Готовность населения обращаться к государству — источнику либеральной социальной политики с 1930-х годов — также, похоже, возросла во время войны. Как следует из принятия Билля о правах военнослужащих, чувство осознания прав росло в течение предыдущего десятилетия.[131] К 1945 году большинство людей приняли некогда еретические идеи о том, что правительство обязано бороться с безработицей, что экономисты и другие «эксперты» обладают ноу-хау для управления экономической жизнью, и даже что краткосрочный дефицит государственного бюджета допустим в тяжелые времена.[132] Общие федеральные расходы выросли с 9 миллиардов долларов в 1939 году до 95 миллиардов долларов в 1945 году; расходы за годы войны вдвое превысили сумму, потраченную за предыдущие 150 лет истории Соединенных Штатов. Это не означало, что американцы приняли или даже поняли зачастую заумные идеи либеральных экономистов, таких как Джон Мейнард Кейнс, которые выступали за компенсационные государственные расходы для смягчения спадов. Однако это означало, что люди осознали более значительную роль федерального правительства.[133] Дефицит, действительно, был фискальной реальностью с 1930 года, вырос во время войны до немыслимого пика в 54 миллиарда долларов в 1943 году и, по общему мнению, был двигателем процветания в военное время. В конце концов, валовой национальный продукт (ВНП) в то время бурно рос: со 100 миллиардов долларов в текущих ценах в 1939 году до 212 миллиардов долларов в 1945 году.

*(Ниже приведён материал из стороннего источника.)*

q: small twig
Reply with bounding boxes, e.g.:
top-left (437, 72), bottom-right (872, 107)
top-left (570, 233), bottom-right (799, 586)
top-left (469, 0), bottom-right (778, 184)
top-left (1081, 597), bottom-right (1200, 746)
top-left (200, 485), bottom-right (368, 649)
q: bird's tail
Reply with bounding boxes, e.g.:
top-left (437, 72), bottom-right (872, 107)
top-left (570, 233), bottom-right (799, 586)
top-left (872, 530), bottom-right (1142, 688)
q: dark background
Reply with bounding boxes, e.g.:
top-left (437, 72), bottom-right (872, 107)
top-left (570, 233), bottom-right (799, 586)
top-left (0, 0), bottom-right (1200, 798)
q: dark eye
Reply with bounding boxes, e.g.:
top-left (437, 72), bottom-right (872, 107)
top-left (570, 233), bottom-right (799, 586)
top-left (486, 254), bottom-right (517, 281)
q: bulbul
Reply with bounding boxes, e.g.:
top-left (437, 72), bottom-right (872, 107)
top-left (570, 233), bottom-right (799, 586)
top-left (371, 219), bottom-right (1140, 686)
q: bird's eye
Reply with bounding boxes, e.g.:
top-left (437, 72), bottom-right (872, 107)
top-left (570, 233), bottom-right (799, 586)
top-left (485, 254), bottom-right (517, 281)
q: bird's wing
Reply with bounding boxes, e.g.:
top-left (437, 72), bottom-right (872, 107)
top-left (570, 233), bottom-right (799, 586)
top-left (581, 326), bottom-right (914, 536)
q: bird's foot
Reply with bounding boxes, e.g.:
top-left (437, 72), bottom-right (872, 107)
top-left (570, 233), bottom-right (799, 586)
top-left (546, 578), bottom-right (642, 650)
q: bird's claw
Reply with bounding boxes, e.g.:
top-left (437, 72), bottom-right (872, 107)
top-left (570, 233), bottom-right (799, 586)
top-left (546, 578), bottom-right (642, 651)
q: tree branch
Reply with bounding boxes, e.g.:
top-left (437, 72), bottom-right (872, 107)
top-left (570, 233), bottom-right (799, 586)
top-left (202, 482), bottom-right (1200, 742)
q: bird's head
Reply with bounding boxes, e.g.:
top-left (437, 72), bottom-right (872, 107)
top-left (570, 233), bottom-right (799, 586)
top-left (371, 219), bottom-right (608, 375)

К 1945 году Верховный суд недвусмысленно принял эти идеи об экономических обязательствах государства. Одним из примеров является дело «Викард против Филберна» (Wickard V. Filburn), рассмотренное в 1942 году, в котором суд единогласно положил конец любым затянувшимся сомнениям в конституционности навязчивого федерального управления экономикой. Суд постановил, что фермеры, согласившиеся на установленные федеральным правительством квоты производства, могут быть наказаны, если они выращивают пшеницу сверх этих квот, даже если они используют излишки только для домашнего потребления.[134] Сравнительно широкое толкование положения о торговле вызывало бурные разногласия ещё в 1930-х годах. Однако после 1942 года они практически не вызывали разногласий. Тогда и позже Суд, в котором доминировали назначенцы Рузвельта, одобрял экспансивные представления о правительственной активности в экономических вопросах.[135]
Американцы, похоже, поддерживали такую деятельность правительства, даже когда речь шла о налогообложении, которое резко возросло во время войны. В 1939 году только 3,9 миллиона американцев платили индивидуальные федеральные подоходные налоги. Ни разу за 1930-е годы эти налоговые поступления не составляли более 1,4 процента от ВНП. Федеральные корпоративные налоги никогда не превышали 1,6 процента. К 1943 году 40,2 миллиона американцев платили федеральные подоходные налоги, которые к тому времени выросли до 8,3 процента от ВНП. Начиная с 1944 года американцы стали относиться к удержанию налогов — также нововведению военного времени — как к нормальному факту жизни. После 1945 года федеральные налоги немного снизились, но так и не опустились до довоенного уровня: подоходные налоги достигли послевоенного минимума в 5,9 процента ВНП в 1949 году, и к этому времени 35,6 миллиона человек подавали налоговые декларации. Едва оглянувшись назад, можно сказать, что во время войны нация перешла от системы классового налогообложения к системе массового налогообложения.[136]
Однако теперь, с учетом преимуществ ретроспективы, становится ясно, что связанный с войной рост правительства имел и злокачественные последствия. Уже в середине 1930-х годов Рузвельт начал шире использовать Федеральное бюро расследований (ФБР), возглавляемое Дж. Эдгаром Гувером. Проницательный, глубоко подозрительный, мастер бюрократических разборок, Гувер уже создал ряд тщательно охраняемых специальных досье, включая «Досье непристойностей», «Досье сексуальных отклонений» и другие «Личные и конфиденциальные» досье, содержавшие всевозможные слухи, сплетни и информацию о людях. Когда в 1940 году Рузвельт попросил Гувера расследовать деятельность изоляционистов и политических противников, ФБР дошло до того, что прослушивало телефон Гарри Хопкинса, главного советника Рузвельта. Нет никаких доказательств того, что все эти махинации способствовали военным действиям. Главным образом она значительно увеличила власть Гувера, а также его владение информацией, которую он мог использовать, чтобы заставить замолчать потенциальных противников. После 1945 года ФБР должно было стать чрезвычайно опасной силой в американской политике.[137]
Мстительность, характерная для ФБР, проникала в послевоенную политику в целом. Оптимисты, считавшие, что межпартийная борьба — это обычная политика, недооценили, насколько сильно многие республиканцы (и консерваторы в целом) возмущались Рузвельтом и Новым курсом. Хотя относительно немногие из этих консерваторов были готовы повернуть время вспять, отменив такие знаковые законы, как Social Security, они жаждали вернуть себе политическую власть после стольких лет в меньшинстве. Это была политика мести, которая легко привела к излишней травле красных, даже во время самой войны. Рузвельт, в свою очередь, почти не пытался скрыть своего презрения к консервативным соперникам на протяжении большей части войны. Когда он умер в апреле 1945 года, многие из его противников тихо ликовали и перегруппировались, чтобы вновь занять Белый дом в 1948 году. Трумэн и большинство либеральных демократов сопротивлялись с не меньшим рвением. В конце 1940-х – начале 1950-х годов партийная борьба разгорелась с такой силой, как ни в один другой период современной истории Соединенных Штатов.